What the command "hadoop namenode -format" will do

Question

I am trying to learn Hadoop by following a tutorial and trying to do pseudo-distributed mode on my machine.

My core-site.xml is:

<?xml version="1.0"?>
<?xml-stylesheet type="text/xsl" href="configuration.xsl"?>

<configuration>
   <property>
      <name>fs.default.name</name>
      <value>hdfs://localhost:9000</value>
      <description>The name of the default file system.
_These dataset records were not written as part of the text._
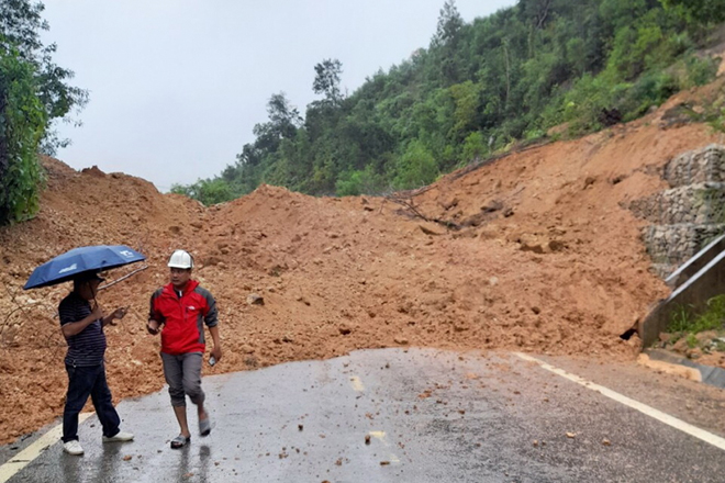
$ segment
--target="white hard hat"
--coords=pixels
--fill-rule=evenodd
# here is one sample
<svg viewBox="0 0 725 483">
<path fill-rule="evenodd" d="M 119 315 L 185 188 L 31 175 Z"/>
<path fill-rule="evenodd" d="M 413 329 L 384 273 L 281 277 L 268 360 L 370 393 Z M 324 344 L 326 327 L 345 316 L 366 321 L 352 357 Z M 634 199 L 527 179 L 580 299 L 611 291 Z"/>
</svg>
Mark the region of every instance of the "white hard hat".
<svg viewBox="0 0 725 483">
<path fill-rule="evenodd" d="M 168 266 L 182 269 L 193 268 L 193 258 L 188 251 L 176 250 L 171 254 L 171 257 L 169 257 Z"/>
</svg>

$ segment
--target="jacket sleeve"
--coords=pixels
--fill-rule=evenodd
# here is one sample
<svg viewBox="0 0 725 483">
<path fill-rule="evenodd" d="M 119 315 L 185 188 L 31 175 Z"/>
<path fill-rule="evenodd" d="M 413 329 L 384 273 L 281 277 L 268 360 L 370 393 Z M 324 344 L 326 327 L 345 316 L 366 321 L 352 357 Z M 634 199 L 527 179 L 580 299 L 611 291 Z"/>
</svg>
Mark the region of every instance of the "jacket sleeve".
<svg viewBox="0 0 725 483">
<path fill-rule="evenodd" d="M 149 321 L 156 321 L 159 324 L 164 324 L 166 322 L 166 317 L 164 317 L 164 315 L 156 307 L 156 301 L 161 295 L 163 291 L 164 291 L 164 289 L 158 289 L 158 290 L 156 290 L 156 292 L 154 292 L 152 294 L 150 304 L 149 304 L 149 308 L 148 308 L 148 319 Z"/>
<path fill-rule="evenodd" d="M 197 287 L 197 292 L 207 301 L 204 324 L 207 324 L 207 327 L 215 327 L 216 324 L 219 324 L 219 319 L 216 318 L 216 301 L 214 300 L 214 296 L 209 290 L 202 289 L 201 287 Z"/>
</svg>

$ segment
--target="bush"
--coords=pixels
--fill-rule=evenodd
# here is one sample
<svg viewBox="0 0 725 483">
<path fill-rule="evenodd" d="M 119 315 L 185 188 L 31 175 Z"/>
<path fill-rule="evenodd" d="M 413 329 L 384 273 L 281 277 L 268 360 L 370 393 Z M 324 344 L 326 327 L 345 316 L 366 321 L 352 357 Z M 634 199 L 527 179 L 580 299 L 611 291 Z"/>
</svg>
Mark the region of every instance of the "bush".
<svg viewBox="0 0 725 483">
<path fill-rule="evenodd" d="M 43 171 L 37 148 L 46 114 L 35 71 L 16 52 L 0 53 L 0 225 L 38 210 Z"/>
<path fill-rule="evenodd" d="M 395 164 L 394 186 L 410 190 L 435 181 L 438 166 L 430 150 L 419 139 L 413 139 Z"/>
<path fill-rule="evenodd" d="M 383 190 L 383 178 L 377 175 L 370 165 L 360 171 L 344 172 L 335 183 L 335 192 L 338 196 L 380 194 Z"/>
</svg>

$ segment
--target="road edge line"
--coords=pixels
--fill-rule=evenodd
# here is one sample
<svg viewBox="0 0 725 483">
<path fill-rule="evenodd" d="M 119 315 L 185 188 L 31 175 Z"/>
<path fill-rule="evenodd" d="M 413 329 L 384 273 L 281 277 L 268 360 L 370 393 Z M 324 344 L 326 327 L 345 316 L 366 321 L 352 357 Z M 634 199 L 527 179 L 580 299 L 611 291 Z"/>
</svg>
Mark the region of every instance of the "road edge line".
<svg viewBox="0 0 725 483">
<path fill-rule="evenodd" d="M 685 433 L 690 436 L 694 436 L 695 438 L 709 442 L 710 445 L 725 451 L 725 438 L 721 438 L 720 436 L 713 435 L 712 433 L 707 433 L 704 429 L 701 429 L 696 426 L 692 426 L 691 424 L 678 419 L 674 416 L 670 416 L 667 413 L 662 413 L 659 409 L 655 409 L 651 406 L 648 406 L 644 403 L 629 398 L 623 394 L 612 391 L 611 389 L 604 387 L 603 385 L 599 385 L 591 381 L 587 381 L 585 379 L 580 378 L 579 375 L 571 374 L 565 371 L 564 369 L 556 368 L 547 362 L 544 362 L 543 360 L 536 359 L 535 357 L 522 352 L 513 352 L 513 353 L 525 361 L 535 362 L 549 372 L 554 372 L 555 374 L 568 379 L 569 381 L 576 382 L 577 384 L 583 385 L 584 387 L 591 389 L 592 391 L 596 391 L 600 394 L 611 400 L 614 400 L 620 404 L 624 404 L 625 406 L 632 407 L 633 409 L 636 409 L 651 418 L 655 418 L 660 423 L 665 423 L 668 426 L 679 429 L 682 433 Z"/>
<path fill-rule="evenodd" d="M 88 419 L 94 413 L 81 413 L 78 415 L 78 424 Z M 48 449 L 60 440 L 63 436 L 63 423 L 51 428 L 45 435 L 33 441 L 27 448 L 12 457 L 4 464 L 0 465 L 0 483 L 5 483 L 13 478 L 23 468 L 33 462 L 43 451 Z"/>
</svg>

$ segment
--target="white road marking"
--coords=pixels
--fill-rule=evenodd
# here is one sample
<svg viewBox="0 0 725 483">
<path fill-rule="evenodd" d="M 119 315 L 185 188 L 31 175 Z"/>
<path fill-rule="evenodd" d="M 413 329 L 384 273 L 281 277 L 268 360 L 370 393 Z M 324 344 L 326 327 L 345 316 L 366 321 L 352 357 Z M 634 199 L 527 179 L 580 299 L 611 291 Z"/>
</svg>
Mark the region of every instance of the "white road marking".
<svg viewBox="0 0 725 483">
<path fill-rule="evenodd" d="M 81 413 L 78 416 L 78 424 L 81 424 L 89 416 L 92 416 L 93 413 Z M 10 480 L 15 473 L 18 473 L 23 468 L 27 467 L 35 458 L 41 456 L 43 451 L 48 449 L 48 447 L 60 440 L 63 436 L 63 424 L 54 427 L 45 435 L 37 438 L 27 448 L 15 454 L 5 464 L 0 467 L 0 483 L 5 483 Z"/>
<path fill-rule="evenodd" d="M 390 442 L 386 438 L 386 431 L 370 431 L 368 433 L 371 437 L 379 439 L 384 447 L 390 447 Z M 394 453 L 389 453 L 388 462 L 391 464 L 400 463 L 400 459 Z"/>
<path fill-rule="evenodd" d="M 587 381 L 585 379 L 582 379 L 579 375 L 571 374 L 565 371 L 564 369 L 555 368 L 554 366 L 550 366 L 544 362 L 543 360 L 538 360 L 534 357 L 521 352 L 514 352 L 514 353 L 525 361 L 535 362 L 539 364 L 542 368 L 546 369 L 547 371 L 554 372 L 555 374 L 568 379 L 569 381 L 576 382 L 577 384 L 581 384 L 584 387 L 589 387 L 592 391 L 596 391 L 602 395 L 616 401 L 617 403 L 624 404 L 625 406 L 629 406 L 633 409 L 637 409 L 638 412 L 646 414 L 647 416 L 652 417 L 661 423 L 665 423 L 666 425 L 669 425 L 676 429 L 679 429 L 682 433 L 687 433 L 688 435 L 694 436 L 695 438 L 709 442 L 716 448 L 725 450 L 725 439 L 721 438 L 720 436 L 713 435 L 712 433 L 707 433 L 704 429 L 700 429 L 696 426 L 692 426 L 691 424 L 678 419 L 674 416 L 670 416 L 669 414 L 662 413 L 661 411 L 655 409 L 654 407 L 650 407 L 638 401 L 632 400 L 625 395 L 612 391 L 611 389 L 606 389 L 602 385 L 594 384 L 593 382 Z"/>
<path fill-rule="evenodd" d="M 360 378 L 358 378 L 357 375 L 353 375 L 350 378 L 350 385 L 357 392 L 365 391 L 365 386 L 362 385 L 362 381 L 360 381 Z"/>
</svg>

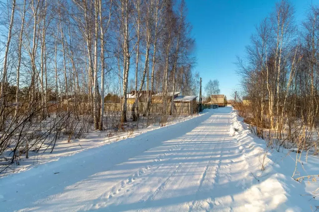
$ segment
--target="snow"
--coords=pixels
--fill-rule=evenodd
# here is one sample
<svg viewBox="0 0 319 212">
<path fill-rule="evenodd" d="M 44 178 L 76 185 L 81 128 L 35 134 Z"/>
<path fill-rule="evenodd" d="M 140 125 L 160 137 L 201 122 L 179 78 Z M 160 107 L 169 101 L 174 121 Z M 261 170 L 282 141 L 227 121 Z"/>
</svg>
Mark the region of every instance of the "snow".
<svg viewBox="0 0 319 212">
<path fill-rule="evenodd" d="M 11 174 L 0 211 L 315 210 L 305 195 L 318 183 L 291 177 L 296 153 L 267 149 L 241 120 L 230 107 L 207 109 Z M 305 159 L 300 174 L 318 173 L 318 158 Z"/>
</svg>

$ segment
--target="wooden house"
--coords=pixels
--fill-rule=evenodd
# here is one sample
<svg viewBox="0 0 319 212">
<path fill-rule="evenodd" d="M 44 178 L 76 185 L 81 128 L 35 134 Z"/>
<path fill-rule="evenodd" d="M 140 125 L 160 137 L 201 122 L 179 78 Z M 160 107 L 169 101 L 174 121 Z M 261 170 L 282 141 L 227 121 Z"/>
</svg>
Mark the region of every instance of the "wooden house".
<svg viewBox="0 0 319 212">
<path fill-rule="evenodd" d="M 133 105 L 134 104 L 134 102 L 135 101 L 135 98 L 136 95 L 137 95 L 137 93 L 138 92 L 136 92 L 135 91 L 133 91 L 130 93 L 127 94 L 127 104 L 128 105 Z M 154 92 L 151 91 L 149 91 L 148 92 L 148 95 L 151 97 L 153 94 Z M 139 96 L 138 97 L 139 102 L 146 102 L 147 101 L 147 91 L 142 91 L 140 93 Z"/>
<path fill-rule="evenodd" d="M 218 105 L 219 107 L 224 107 L 226 106 L 224 102 L 225 97 L 224 94 L 212 95 L 211 102 L 213 104 Z"/>
<path fill-rule="evenodd" d="M 174 98 L 174 113 L 178 115 L 191 115 L 197 112 L 196 96 L 179 96 Z"/>
<path fill-rule="evenodd" d="M 175 92 L 174 93 L 173 92 L 168 92 L 167 96 L 167 103 L 168 104 L 171 102 L 171 100 L 173 98 L 176 98 L 182 92 Z M 163 103 L 163 98 L 165 93 L 159 93 L 152 96 L 152 104 L 162 104 Z"/>
</svg>

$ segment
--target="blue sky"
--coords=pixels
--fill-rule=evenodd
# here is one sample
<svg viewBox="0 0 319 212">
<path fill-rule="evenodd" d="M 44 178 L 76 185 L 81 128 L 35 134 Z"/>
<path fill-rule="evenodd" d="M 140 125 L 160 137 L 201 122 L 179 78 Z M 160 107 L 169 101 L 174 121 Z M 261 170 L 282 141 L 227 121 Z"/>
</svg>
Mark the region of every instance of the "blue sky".
<svg viewBox="0 0 319 212">
<path fill-rule="evenodd" d="M 198 71 L 204 87 L 210 79 L 219 80 L 220 93 L 231 99 L 239 86 L 234 64 L 236 56 L 245 56 L 255 26 L 273 11 L 274 0 L 186 0 L 188 19 L 196 40 Z M 297 23 L 306 17 L 315 0 L 293 0 Z"/>
</svg>

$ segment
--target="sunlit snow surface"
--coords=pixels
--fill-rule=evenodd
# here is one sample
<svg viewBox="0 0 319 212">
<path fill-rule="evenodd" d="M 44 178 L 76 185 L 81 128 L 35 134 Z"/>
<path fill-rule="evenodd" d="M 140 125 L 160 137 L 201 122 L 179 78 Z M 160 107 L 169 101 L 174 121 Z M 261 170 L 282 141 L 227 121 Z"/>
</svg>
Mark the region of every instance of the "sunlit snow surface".
<svg viewBox="0 0 319 212">
<path fill-rule="evenodd" d="M 264 141 L 241 121 L 230 107 L 207 110 L 133 138 L 64 153 L 0 179 L 0 211 L 315 210 L 319 202 L 305 195 L 318 183 L 291 178 L 296 153 L 265 151 Z M 300 175 L 319 174 L 317 158 L 301 160 Z"/>
</svg>

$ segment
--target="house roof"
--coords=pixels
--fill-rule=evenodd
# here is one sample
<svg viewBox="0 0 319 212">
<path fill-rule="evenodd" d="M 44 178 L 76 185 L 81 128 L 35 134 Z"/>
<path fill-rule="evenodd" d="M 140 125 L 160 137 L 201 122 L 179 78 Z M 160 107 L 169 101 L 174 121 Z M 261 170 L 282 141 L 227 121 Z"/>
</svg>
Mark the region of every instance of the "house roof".
<svg viewBox="0 0 319 212">
<path fill-rule="evenodd" d="M 190 102 L 197 98 L 197 96 L 180 96 L 174 98 L 174 102 Z"/>
<path fill-rule="evenodd" d="M 214 104 L 224 104 L 225 96 L 224 94 L 212 95 L 211 102 Z"/>
<path fill-rule="evenodd" d="M 135 95 L 135 93 L 134 93 L 134 94 L 132 94 L 132 93 L 128 93 L 127 94 L 127 98 L 129 99 L 135 99 L 136 96 Z M 142 93 L 140 93 L 139 97 L 141 97 L 142 96 Z"/>
<path fill-rule="evenodd" d="M 211 95 L 211 98 L 224 98 L 225 96 L 223 94 L 212 95 Z"/>
<path fill-rule="evenodd" d="M 137 91 L 138 92 L 138 91 Z M 136 97 L 136 96 L 135 96 L 137 92 L 136 92 L 135 91 L 132 91 L 130 93 L 127 94 L 127 98 L 129 99 L 135 99 Z M 154 92 L 152 91 L 149 91 L 149 95 L 152 95 L 154 94 Z M 147 96 L 146 95 L 147 93 L 147 91 L 146 90 L 145 91 L 141 91 L 141 92 L 140 93 L 140 95 L 139 98 L 141 97 L 142 96 Z"/>
<path fill-rule="evenodd" d="M 167 94 L 167 96 L 175 96 L 175 95 L 177 95 L 182 92 L 175 92 L 174 93 L 174 95 L 173 92 L 168 92 Z M 164 94 L 164 93 L 162 92 L 161 93 L 156 93 L 156 94 L 154 94 L 153 95 L 153 96 L 156 97 L 162 97 L 163 94 Z"/>
</svg>

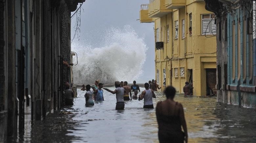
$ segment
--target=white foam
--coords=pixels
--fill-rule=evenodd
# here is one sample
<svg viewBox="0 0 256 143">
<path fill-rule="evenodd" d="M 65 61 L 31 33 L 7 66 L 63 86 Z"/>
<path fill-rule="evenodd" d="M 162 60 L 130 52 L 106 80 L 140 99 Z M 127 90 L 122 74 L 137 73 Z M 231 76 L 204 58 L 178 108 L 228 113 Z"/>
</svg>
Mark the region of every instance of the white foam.
<svg viewBox="0 0 256 143">
<path fill-rule="evenodd" d="M 144 39 L 129 25 L 122 29 L 110 28 L 102 34 L 105 41 L 102 47 L 72 43 L 72 51 L 78 57 L 78 64 L 73 67 L 74 83 L 93 83 L 97 79 L 105 83 L 132 83 L 143 73 L 148 48 Z M 75 63 L 76 60 L 73 60 Z"/>
</svg>

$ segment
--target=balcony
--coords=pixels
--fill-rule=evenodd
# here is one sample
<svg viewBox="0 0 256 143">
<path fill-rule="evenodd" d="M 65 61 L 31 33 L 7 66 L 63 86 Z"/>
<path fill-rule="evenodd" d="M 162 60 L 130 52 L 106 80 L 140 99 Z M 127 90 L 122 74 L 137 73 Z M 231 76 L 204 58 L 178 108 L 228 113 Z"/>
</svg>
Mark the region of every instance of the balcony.
<svg viewBox="0 0 256 143">
<path fill-rule="evenodd" d="M 180 9 L 184 7 L 186 0 L 166 0 L 166 8 L 169 9 Z"/>
<path fill-rule="evenodd" d="M 150 0 L 150 2 L 148 5 L 149 17 L 161 17 L 172 11 L 172 9 L 166 8 L 165 0 Z"/>
<path fill-rule="evenodd" d="M 139 21 L 140 23 L 151 23 L 154 21 L 152 18 L 148 17 L 148 4 L 143 4 L 140 5 L 139 11 Z"/>
</svg>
A URI whose scheme and authority determine the FileSystem implementation.       
      </description>   
   </property>
</configuration>

My hdfs-site.xml file is:

<?xml version="1.0"?>
<?xml-stylesheet type="text/xsl" href="configuration.xsl"?>

<configuration>
   <property>
      <name>dfs.replication</name>
      <value>1</value>
      <description>The actual number of replications can be specified when the
        file is created.
      </description>
   </property>
</configuration>

My mapred-site.xml file is:

<?xml version="1.0"?>
<?xml-stylesheet type="text/xsl" href="configuration.xsl"?>

<configuration>
   <property>      
      <name>mapred.job.tracker</name>
      <value>localhost:9001</value>
      <description>The host and port that the MapReduce job tracker runs
        at.
      </description>
   </property>
</configuration>

When I run the command it ran successfully but what it is doing actually:

hadoop-1.2.1$ bin/hadoop namenode -format
14/11/26 12:37:16 INFO namenode.NameNode: STARTUP_MSG: 
/************************************************************
STARTUP_MSG: Starting NameNode
STARTUP_MSG:   host = myhost/127.0.0.8
STARTUP_MSG:   args = [-format]
STARTUP_MSG:   version = 1.2.1
STARTUP_MSG:   build = https://svn.apache.org/repos/asf/hadoop/common/branches/branch-1.2 -r 1503152; compiled by 'mattf' on Mon Jul 22 15:23:09 PDT 2013
STARTUP_MSG:   java = 1.6.0_45
************************************************************/
14/11/26 12:37:17 INFO util.GSet: Computing capacity for map BlocksMap
14/11/26 12:37:17 INFO util.GSet: VM type       = 64-bit
14/11/26 12:37:17 INFO util.GSet: 2.0% max memory = 932118528
14/11/26 12:37:17 INFO util.GSet: capacity      = 2^21 = 2097152 entries
14/11/26 12:37:17 INFO util.GSet: recommended=2097152, actual=2097152
14/11/26 12:37:17 INFO namenode.FSNamesystem: fsOwner=myuser
14/11/26 12:37:17 INFO namenode.FSNamesystem: supergroup=supergroup
14/11/26 12:37:17 INFO namenode.FSNamesystem: isPermissionEnabled=true
14/11/26 12:37:17 INFO namenode.FSNamesystem: dfs.block.invalidate.limit=100
14/11/26 12:37:17 INFO namenode.FSNamesystem: isAccessTokenEnabled=false accessKeyUpdateInterval=0 min(s), accessTokenLifetime=0 min(s)
14/11/26 12:37:17 INFO namenode.FSEditLog: dfs.namenode.edits.toleration.length = 0
14/11/26 12:37:17 INFO namenode.NameNode: Caching file names occuring more than 10 times 
14/11/26 12:37:17 INFO common.Storage: Image file /tmp/hadoop-myuser/dfs/name/current/fsimage of size 115 bytes saved in 0 seconds.
14/11/26 12:37:18 INFO namenode.FSEditLog: closing edit log: position=4, editlog=/tmp/hadoop-myuser/dfs/name/current/edits
14/11/26 12:37:18 INFO namenode.FSEditLog: close success: truncate to 4, editlog=/tmp/hadoop-myuser/dfs/name/current/edits
14/11/26 12:37:18 INFO common.Storage: Storage directory /tmp/hadoop-myuser/dfs/name has been successfully formatted.
14/11/26 12:37:18 INFO namenode.NameNode: SHUTDOWN_MSG: 
/************************************************************
SHUTDOWN_MSG: Shutting down NameNode at chaitanya-OptiPlex-3010/127.0.0.8
************************************************************/

Can someone please let me know what it is doing internally.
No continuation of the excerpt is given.